Archive | septiembre 2007

DIALOGOS (4)

-Al final todos quieren tener el pico más grande.
-Lo dices lo lo de Lola, Blanca Lewin gritando a todo pulmón piiiii… coooo… en el 13.
-No, lo digo porque lo digo no más. Uno puede tener toda la plata del mundo, toda la felicidad, el talento o la inteligencia del mundo y no es nada si no tiene el pico más grande del mundo. Por eso Luthor odia tanto a Superman, no porque sea poderoso o vuele, sino porque tiene la tincada de que Super tiene el pico más grande y poderoso del mundo.
-Que gay
-Huevón
-Lo que sea, pero aún no te entiendo.
-Es que ayer pasé por fuera del Costanera Center, donde este señor Paulmman va a levantar un rascacielos de 300 metros. ¿Y sabes por qué?
-Porque tiene plata para hacerlo..
-Exacto, pero además porque en frente, otro millonario anunció con demasiada antelación que iba a construir el rascacielos mas alto de Santiago.

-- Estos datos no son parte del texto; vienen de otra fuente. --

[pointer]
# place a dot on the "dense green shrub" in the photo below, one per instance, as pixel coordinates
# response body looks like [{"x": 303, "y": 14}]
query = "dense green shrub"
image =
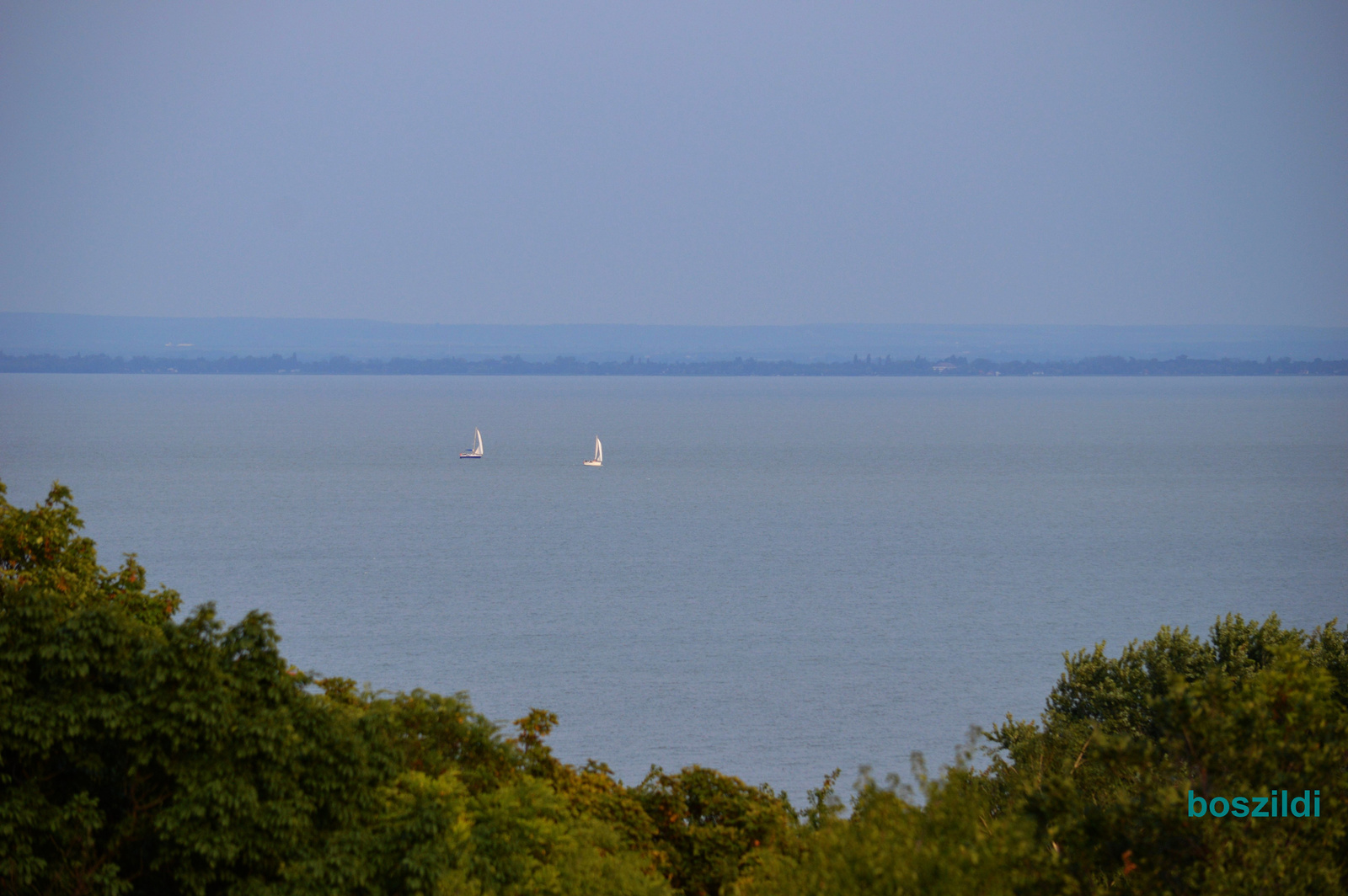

Y como en cuestiones de ego lo que importa es el tamaño del pico, se cagó a su competencia y decidio levantar el falo más alto no sólo de Santiago, sino de Sudamérica. Al menos hasta que Piñera, u otro de nuestros Luthor locales, vean que la huevadita tiene su gracia y decida alcanazar los 350 metros. Es como Nueva York en los años 30, cuando los dueños del Bank of Manhattan competían con los del Chrysler por tener el edificio más alto del mundo. Los del Chrusler construyeron una aguja en secreto y finalmente ganaron. Pero la gloria fue corta, a los días se enteraron que a unas pocas cuadras alguien iba a construir una torre todavía más alta: el Empìre State Building. Picos parados, egos felices, así es la vida, como decían en el Reader´s Digest. Te apuesto a que el Santiago del futuro va a ser como un pequeño Dubai, todos van a querer su torre perfecta. Y lo peor es que hay plata para hacerlo. Apenas Paulmman inaugure su Torre Costanera, otro va a anunciar un edificio aún más alto por ahí cerca y así directos a un porvenir de acero, fierros y cristal. Muy cyberpunk.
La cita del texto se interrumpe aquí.